Um, no. It would be like an American calling them a foreigner. And since they would be, in this country, they'd be stupid to take offense. Again, using it instead of a name is rude, but that goes both ways ("Hey, foreigner!"). Improper usage doesn't make a word offensive by itself.
 
2013-01-15 05:18:18 PM

dervish16108: At least half my friends are Japanese, and I've never heard any of them even utter that word.


I had some Japanese friends in school who used it affectionately on occasion when I did something boneheaded or asked a really obvious question. One of them also used to make reference to the other's being from Kansai along similar lines, and the Kansai would then crack a joke about the first's hometown whenever the first one messed up. Eventually, they switched from 'silly gaijin' for my mistakes to 'silly Pittsburgher,' because there was simply more humor to be found in my hometown once they'd visited it than my generic not-Japanese-ness, and once I learned the regional jokes for them, I went along with it, too. It was the same sort of thing you'd see in any geographically-diverse group of kids our age.

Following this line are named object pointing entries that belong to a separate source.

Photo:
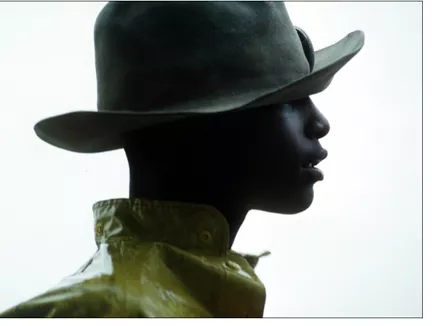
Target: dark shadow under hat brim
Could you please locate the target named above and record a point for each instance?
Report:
(93, 132)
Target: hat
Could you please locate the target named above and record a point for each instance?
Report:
(158, 62)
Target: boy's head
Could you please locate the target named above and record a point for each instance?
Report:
(261, 158)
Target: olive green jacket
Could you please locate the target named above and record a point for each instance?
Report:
(155, 259)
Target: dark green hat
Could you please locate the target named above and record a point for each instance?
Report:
(158, 62)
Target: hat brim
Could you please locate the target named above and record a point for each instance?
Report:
(96, 131)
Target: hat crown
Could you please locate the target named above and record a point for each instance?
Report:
(152, 55)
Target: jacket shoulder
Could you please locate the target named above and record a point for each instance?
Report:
(78, 300)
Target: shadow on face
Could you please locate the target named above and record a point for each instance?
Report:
(261, 158)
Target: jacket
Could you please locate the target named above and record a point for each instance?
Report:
(155, 259)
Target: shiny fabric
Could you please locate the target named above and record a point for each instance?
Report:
(155, 259)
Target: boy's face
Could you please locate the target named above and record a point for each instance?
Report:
(283, 147)
(258, 158)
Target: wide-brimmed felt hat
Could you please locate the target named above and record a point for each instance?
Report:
(158, 62)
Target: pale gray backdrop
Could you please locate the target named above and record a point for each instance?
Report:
(355, 252)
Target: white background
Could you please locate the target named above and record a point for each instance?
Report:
(355, 252)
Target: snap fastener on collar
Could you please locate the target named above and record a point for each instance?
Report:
(233, 265)
(99, 229)
(205, 237)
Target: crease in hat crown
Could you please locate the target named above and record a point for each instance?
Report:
(158, 62)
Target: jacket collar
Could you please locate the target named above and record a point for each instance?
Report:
(190, 227)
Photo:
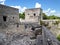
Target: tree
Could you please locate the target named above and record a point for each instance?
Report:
(22, 15)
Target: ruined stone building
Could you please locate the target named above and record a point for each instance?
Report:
(29, 32)
(33, 15)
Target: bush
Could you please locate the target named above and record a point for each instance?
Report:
(58, 37)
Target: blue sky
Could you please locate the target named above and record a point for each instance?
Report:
(49, 6)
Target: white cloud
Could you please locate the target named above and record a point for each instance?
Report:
(2, 1)
(37, 5)
(49, 11)
(21, 9)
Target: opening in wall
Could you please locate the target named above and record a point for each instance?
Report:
(4, 18)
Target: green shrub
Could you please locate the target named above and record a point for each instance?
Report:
(58, 37)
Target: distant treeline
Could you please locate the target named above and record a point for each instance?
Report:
(22, 15)
(50, 17)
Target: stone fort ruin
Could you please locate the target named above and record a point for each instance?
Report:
(29, 32)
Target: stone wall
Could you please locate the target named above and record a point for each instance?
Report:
(8, 15)
(33, 15)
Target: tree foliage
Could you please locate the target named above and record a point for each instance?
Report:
(50, 17)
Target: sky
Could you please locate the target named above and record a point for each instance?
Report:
(49, 7)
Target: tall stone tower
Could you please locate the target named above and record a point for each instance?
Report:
(8, 16)
(33, 15)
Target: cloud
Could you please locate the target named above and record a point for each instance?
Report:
(2, 1)
(37, 5)
(49, 11)
(21, 9)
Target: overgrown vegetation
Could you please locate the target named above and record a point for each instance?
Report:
(58, 37)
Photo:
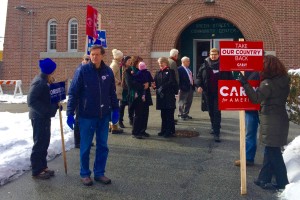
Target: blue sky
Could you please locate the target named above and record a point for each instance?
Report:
(3, 9)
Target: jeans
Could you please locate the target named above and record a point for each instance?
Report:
(214, 113)
(252, 122)
(41, 140)
(273, 165)
(88, 127)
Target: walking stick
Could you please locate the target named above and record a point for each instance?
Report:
(62, 140)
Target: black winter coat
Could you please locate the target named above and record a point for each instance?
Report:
(274, 123)
(134, 86)
(166, 89)
(203, 75)
(39, 100)
(93, 91)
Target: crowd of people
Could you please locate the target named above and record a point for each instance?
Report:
(99, 94)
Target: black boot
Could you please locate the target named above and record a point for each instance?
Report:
(121, 124)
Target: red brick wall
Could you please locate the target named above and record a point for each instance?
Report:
(139, 27)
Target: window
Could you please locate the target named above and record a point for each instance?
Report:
(51, 44)
(73, 35)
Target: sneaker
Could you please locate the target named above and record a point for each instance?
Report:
(217, 138)
(121, 124)
(264, 185)
(183, 118)
(87, 181)
(42, 176)
(169, 135)
(137, 136)
(189, 117)
(160, 134)
(50, 172)
(248, 163)
(103, 179)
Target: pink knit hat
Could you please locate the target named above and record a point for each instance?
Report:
(142, 66)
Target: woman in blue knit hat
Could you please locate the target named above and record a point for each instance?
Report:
(40, 112)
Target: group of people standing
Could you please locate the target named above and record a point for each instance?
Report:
(99, 94)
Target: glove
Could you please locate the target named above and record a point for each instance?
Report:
(242, 79)
(71, 121)
(115, 116)
(159, 92)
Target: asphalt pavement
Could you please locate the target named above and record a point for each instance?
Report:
(155, 168)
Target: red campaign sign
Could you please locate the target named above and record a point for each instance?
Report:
(232, 96)
(91, 21)
(241, 56)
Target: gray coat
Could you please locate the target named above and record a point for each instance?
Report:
(274, 123)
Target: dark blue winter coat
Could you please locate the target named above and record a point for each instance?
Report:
(93, 91)
(39, 100)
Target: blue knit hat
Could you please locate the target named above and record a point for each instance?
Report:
(47, 66)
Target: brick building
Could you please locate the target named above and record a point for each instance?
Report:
(36, 29)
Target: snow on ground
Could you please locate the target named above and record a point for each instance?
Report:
(16, 140)
(16, 143)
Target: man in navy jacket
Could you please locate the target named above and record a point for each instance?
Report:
(93, 90)
(186, 89)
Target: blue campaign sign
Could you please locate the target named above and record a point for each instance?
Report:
(101, 40)
(57, 92)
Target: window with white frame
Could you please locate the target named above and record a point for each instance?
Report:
(73, 35)
(51, 42)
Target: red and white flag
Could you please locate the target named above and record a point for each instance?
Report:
(91, 21)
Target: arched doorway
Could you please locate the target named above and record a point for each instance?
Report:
(199, 37)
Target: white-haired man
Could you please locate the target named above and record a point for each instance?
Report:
(186, 89)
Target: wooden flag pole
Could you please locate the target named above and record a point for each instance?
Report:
(243, 153)
(243, 147)
(62, 140)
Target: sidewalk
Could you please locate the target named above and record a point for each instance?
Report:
(156, 168)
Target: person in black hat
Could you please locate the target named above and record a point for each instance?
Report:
(40, 112)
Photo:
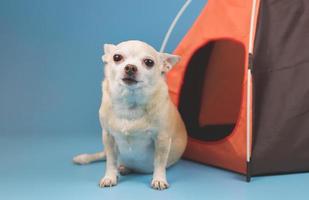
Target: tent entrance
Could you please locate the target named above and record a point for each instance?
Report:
(210, 97)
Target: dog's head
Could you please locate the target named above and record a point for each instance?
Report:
(135, 64)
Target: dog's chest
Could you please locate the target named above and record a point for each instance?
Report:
(136, 150)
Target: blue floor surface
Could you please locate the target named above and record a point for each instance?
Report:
(35, 167)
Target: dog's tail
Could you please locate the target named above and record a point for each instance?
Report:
(83, 159)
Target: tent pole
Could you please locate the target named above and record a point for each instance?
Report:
(249, 88)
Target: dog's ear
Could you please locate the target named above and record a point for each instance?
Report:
(107, 48)
(169, 60)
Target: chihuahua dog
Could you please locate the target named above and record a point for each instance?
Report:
(142, 129)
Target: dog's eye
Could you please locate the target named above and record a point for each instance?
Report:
(148, 62)
(117, 57)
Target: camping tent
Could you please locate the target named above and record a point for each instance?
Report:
(242, 86)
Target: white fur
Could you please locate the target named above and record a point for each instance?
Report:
(142, 129)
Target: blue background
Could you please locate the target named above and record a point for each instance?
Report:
(50, 76)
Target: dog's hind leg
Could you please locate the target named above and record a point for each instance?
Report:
(123, 170)
(83, 159)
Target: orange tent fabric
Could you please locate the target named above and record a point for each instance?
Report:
(226, 23)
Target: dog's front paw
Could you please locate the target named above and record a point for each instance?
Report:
(108, 182)
(159, 184)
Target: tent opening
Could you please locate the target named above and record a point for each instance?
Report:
(210, 97)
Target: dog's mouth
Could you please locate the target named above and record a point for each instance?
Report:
(129, 81)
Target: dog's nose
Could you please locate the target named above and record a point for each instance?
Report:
(130, 69)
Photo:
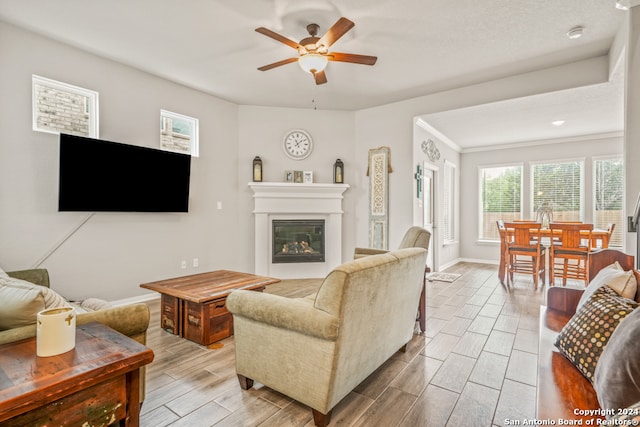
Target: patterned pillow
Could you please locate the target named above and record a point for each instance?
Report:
(585, 336)
(626, 417)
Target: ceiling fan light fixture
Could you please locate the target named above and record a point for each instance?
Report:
(313, 62)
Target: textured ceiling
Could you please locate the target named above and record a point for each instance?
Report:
(423, 47)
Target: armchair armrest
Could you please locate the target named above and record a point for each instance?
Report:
(39, 276)
(362, 252)
(288, 313)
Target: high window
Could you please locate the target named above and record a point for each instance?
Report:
(559, 185)
(500, 198)
(63, 108)
(449, 204)
(608, 194)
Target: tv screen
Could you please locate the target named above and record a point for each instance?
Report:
(105, 176)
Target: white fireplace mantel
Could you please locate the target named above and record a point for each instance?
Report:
(283, 200)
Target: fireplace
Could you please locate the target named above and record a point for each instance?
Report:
(298, 240)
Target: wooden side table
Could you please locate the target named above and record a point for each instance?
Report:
(96, 383)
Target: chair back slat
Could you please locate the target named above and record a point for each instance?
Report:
(523, 233)
(573, 235)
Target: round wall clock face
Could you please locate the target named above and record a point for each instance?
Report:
(297, 144)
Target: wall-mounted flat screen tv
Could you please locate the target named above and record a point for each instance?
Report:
(104, 176)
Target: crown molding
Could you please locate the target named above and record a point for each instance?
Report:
(523, 144)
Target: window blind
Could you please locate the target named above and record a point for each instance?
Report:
(561, 185)
(608, 181)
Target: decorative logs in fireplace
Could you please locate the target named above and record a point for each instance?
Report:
(298, 240)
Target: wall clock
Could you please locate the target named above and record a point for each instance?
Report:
(297, 144)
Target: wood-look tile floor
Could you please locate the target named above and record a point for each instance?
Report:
(474, 365)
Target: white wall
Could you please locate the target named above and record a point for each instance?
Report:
(112, 253)
(577, 148)
(444, 254)
(261, 133)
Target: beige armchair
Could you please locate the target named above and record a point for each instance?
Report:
(316, 350)
(415, 237)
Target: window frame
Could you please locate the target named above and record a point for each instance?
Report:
(582, 197)
(91, 105)
(194, 137)
(481, 212)
(619, 224)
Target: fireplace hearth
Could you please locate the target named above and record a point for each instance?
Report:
(298, 241)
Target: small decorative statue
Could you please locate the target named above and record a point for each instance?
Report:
(544, 214)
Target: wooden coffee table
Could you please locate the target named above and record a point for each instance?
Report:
(96, 383)
(194, 307)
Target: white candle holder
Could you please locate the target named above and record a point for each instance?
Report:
(55, 331)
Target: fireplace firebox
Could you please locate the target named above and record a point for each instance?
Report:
(298, 240)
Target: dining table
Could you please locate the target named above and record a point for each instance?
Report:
(546, 235)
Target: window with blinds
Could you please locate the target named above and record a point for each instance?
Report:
(449, 197)
(608, 195)
(561, 186)
(500, 198)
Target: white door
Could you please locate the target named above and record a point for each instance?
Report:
(429, 209)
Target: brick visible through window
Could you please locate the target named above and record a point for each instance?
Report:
(62, 108)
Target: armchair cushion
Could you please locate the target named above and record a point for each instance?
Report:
(363, 252)
(617, 375)
(614, 276)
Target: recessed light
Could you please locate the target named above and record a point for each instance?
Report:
(575, 32)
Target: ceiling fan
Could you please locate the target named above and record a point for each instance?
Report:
(314, 52)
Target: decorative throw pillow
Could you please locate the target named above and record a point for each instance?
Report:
(617, 376)
(629, 416)
(20, 302)
(585, 336)
(623, 282)
(52, 299)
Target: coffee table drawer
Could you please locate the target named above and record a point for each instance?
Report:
(171, 314)
(206, 323)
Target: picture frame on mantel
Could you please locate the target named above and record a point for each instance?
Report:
(308, 177)
(288, 176)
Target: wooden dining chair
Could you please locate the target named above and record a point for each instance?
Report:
(502, 267)
(569, 256)
(524, 251)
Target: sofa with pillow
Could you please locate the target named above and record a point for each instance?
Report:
(588, 363)
(24, 293)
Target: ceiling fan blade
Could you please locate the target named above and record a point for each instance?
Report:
(277, 64)
(338, 30)
(282, 39)
(320, 77)
(352, 57)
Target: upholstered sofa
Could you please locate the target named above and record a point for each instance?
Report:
(588, 364)
(319, 348)
(130, 320)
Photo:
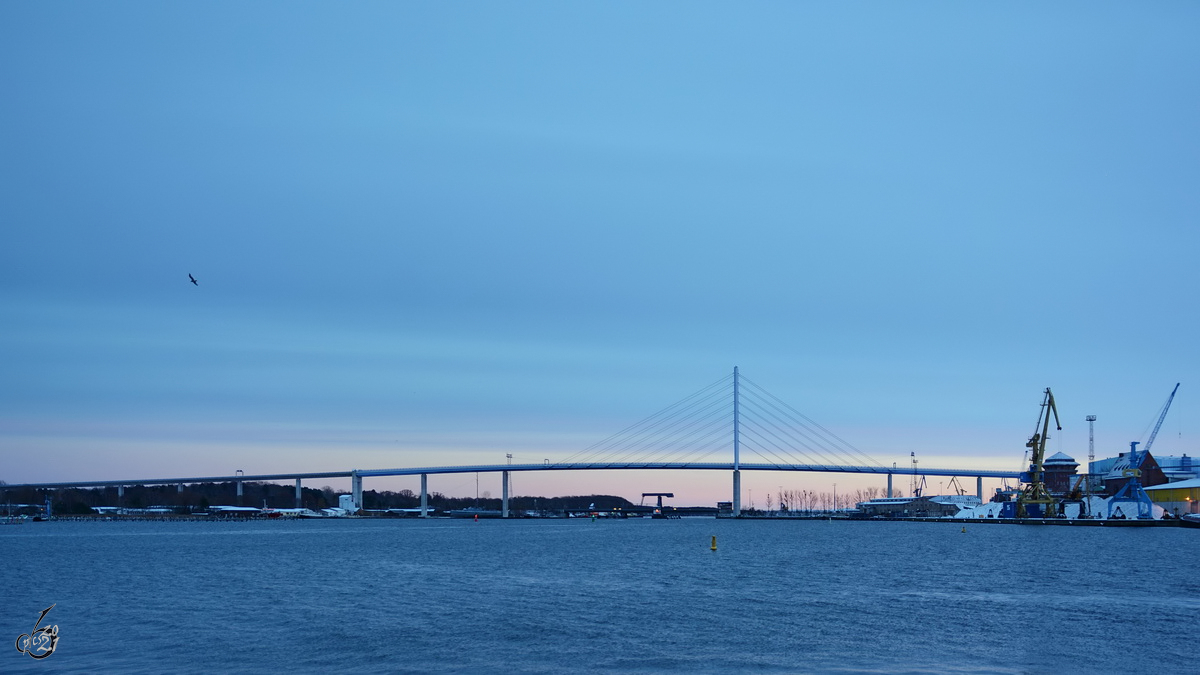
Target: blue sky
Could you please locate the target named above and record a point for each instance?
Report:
(433, 233)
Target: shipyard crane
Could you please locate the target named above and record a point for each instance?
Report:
(1133, 491)
(1035, 490)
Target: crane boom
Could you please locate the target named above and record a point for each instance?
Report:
(1161, 418)
(1035, 491)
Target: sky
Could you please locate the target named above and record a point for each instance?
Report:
(442, 233)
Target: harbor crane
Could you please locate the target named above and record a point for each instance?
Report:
(1133, 491)
(1035, 490)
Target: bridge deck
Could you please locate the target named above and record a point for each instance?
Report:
(562, 466)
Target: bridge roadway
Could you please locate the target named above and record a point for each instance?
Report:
(357, 476)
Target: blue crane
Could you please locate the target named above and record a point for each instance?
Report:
(1133, 491)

Also, every joke about Kansai is roughly analogous to our jokes about West Virginia, so the kid from Kansai Gaidai Daigaku wound up teaming with my Eastern Panhandler now-husband against us 'city' people at various video games and a couple of drinking contests.
 
2013-01-16 07:34:22 PM

doglover: dervish16108: dbirchall: In Japan, we're Gaijin, grinding_journalist. Thankfully, the Japanese I work for in the US are pretty respectful and have never once called me that.

At least half my friends are Japanese, and I've never heard any of them even utter that word.

Are they in Japan or America?


In America, but most of them were only there for a few short years, and then went back to Japan.

foo monkey: dervish16108: dbirchall: In Japan, we're Gaijin, grinding_journalist. Thankfully, the Japanese I work for in the US are pretty respectful and have never once called me that.

At least half my friends are Japanese, and I've never heard any of them even utter that word.

Of course not. You're their white friend. As in, "I'm not racist. I have a white friend!"


They had plenty of other white friends.